To describe the task requires the person to have an understanding
of the
importance of the task itself. This is why understanding
is far more important.
The wrong question is: if I don't have a GPU right now, why would I
study CUDA? The right question is: if I
have a GPU, what would I do
with it?
This is an interview question from Starbucks for high-position
leadership roles: If you have $1 billion today,
how would you spend
it? Most times, we tend to think and act based on the current
condition. This doesn't
take into account the proactiveness of being
an agent.
In reality, getting a GPU is relatively easy; it just costs some
money. The real difficult question is: how would
I use a GPU to build
a better product? Once we find the answer to the latter question, the
former GPU
problem is easy to solve.
The same applies to startups. The fundraising problem is relatively
simple. The hard part is to have a vision
and understanding for
building the product.
This is something I used to do as a habit during high school and rarely after
college graduation. The main reason I stopped was that I realized there were
plenty of people around me who were better at being technical than I was.

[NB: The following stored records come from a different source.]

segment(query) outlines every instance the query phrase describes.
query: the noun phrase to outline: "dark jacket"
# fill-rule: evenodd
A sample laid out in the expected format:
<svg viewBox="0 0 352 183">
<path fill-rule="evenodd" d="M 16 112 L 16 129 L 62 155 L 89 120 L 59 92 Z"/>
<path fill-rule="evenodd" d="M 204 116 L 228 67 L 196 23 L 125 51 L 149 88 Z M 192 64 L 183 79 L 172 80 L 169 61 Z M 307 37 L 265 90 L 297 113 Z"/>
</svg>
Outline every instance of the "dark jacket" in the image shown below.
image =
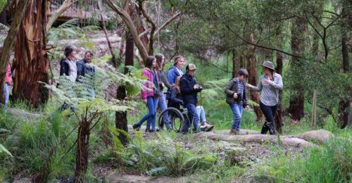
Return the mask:
<svg viewBox="0 0 352 183">
<path fill-rule="evenodd" d="M 85 59 L 80 60 L 76 63 L 77 65 L 77 77 L 78 78 L 80 75 L 84 76 L 87 73 L 94 73 L 95 72 L 95 68 L 88 68 L 86 66 L 87 61 Z"/>
<path fill-rule="evenodd" d="M 164 88 L 162 86 L 162 83 L 165 84 L 168 89 L 171 89 L 171 84 L 168 82 L 168 78 L 166 78 L 166 73 L 165 70 L 157 70 L 158 76 L 159 77 L 159 84 L 160 84 L 160 89 L 162 91 Z"/>
<path fill-rule="evenodd" d="M 60 61 L 60 75 L 70 76 L 70 65 L 68 65 L 67 58 L 63 58 Z"/>
<path fill-rule="evenodd" d="M 180 93 L 178 93 L 178 89 L 173 87 L 171 89 L 171 98 L 169 101 L 169 107 L 180 109 L 180 106 L 183 106 L 182 96 Z"/>
<path fill-rule="evenodd" d="M 192 103 L 196 105 L 198 103 L 197 93 L 201 92 L 202 89 L 194 89 L 196 84 L 196 79 L 188 73 L 184 75 L 180 80 L 180 87 L 184 104 Z"/>
<path fill-rule="evenodd" d="M 172 86 L 175 84 L 176 82 L 176 78 L 179 76 L 182 76 L 177 71 L 176 66 L 173 66 L 168 70 L 168 82 Z M 164 83 L 165 84 L 165 83 Z M 171 97 L 171 88 L 168 89 L 168 94 L 166 94 L 166 99 L 170 99 Z"/>
<path fill-rule="evenodd" d="M 226 103 L 230 105 L 235 103 L 239 104 L 240 101 L 239 101 L 239 99 L 242 99 L 243 106 L 246 106 L 248 105 L 247 95 L 246 94 L 246 82 L 243 82 L 244 84 L 243 96 L 239 96 L 239 97 L 236 99 L 234 99 L 234 94 L 237 93 L 237 80 L 231 79 L 227 86 L 225 88 L 225 93 L 226 94 Z"/>
</svg>

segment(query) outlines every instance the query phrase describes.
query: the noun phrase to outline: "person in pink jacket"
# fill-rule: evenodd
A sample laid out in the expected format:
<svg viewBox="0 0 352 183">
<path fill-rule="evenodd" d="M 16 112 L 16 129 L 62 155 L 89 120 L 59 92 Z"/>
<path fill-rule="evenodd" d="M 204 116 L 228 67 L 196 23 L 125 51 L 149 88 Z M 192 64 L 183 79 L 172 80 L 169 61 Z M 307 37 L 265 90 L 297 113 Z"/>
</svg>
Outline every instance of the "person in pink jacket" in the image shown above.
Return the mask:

Therefore, I thought it was better for me to find my relative advantage.
This was a mistake. Staying technical is important to get inspiration on the
product side. Also, I realized that long-term learning for technical understanding
is actually very important and gives product founder an unfair advantage.
So two pieces of advice on how to do long-term self-learning: First, treat
knowledge as a rabbit hole. Don't seek structure at first. Only try to structure the
knowledge learned after. Otherwise, it causes a lot of frustration. Second, stay
humble, ignorant, and curious. Because learning is essentially a process of
recognizing my ignorance, without being humble, it's hard to continue.
The most important thing about programming is about forming
the
programming model. The programming syntax is relatively easy to
pick up. The
difficult part is to understand how CUDA works with
hardware. This requires
forming an understanding of CUDA from
the hardware level. And this part is
very hard to be automated
away by AI.
I expect even in the future, having versus not having this
understanding will
cause leverage for human programmers to be
more productive and creative. But
once understanding the
programming model of a language, the rest of the work
can be
easily done by AI much more efficiently.
This lowers the bar for learning programming down to understanding the
programming model.
First, the goal for starting a startup is to create value for people
at scale. The
value is the number of people the startup helps
times the delta of value
provided by the current solution versus
the new solution. Value is often
generated through technology
innovation.
Based on this axiom, the following things follow: First, learn
technicals every
day. Learning technicals helps me recruit future
technical talents, think about
technology direction, and gives me
an unfair advantage over non-technical
companies. This is very
predictable, and everyday progress can be measured
clearly. I also found that staying humble is very important
for learning to happen
continuously.
Second, meet and talk with talented people. This is critical; it
helps with future
recruiting and also inspires great ideas.
Surrounding myself with optimistic
people with passion is the
greatest help over the long term.
Lastly, learn to sell and interact with users. The single most
important thing for a
startup in the early phase is finding PMF,
i.e., an important problem that users
really care about. But this
part is very unpredictable, and good ideas need time
and come
naturally when time comes.
If a problem is valuable enough to users, and you believe you have a truly great
vision for the product, then don't be afraid of competition. It's much better to
compete for something you know is valuable than escape competition and build
something not valuable. Have faith in competition if you believe in your product.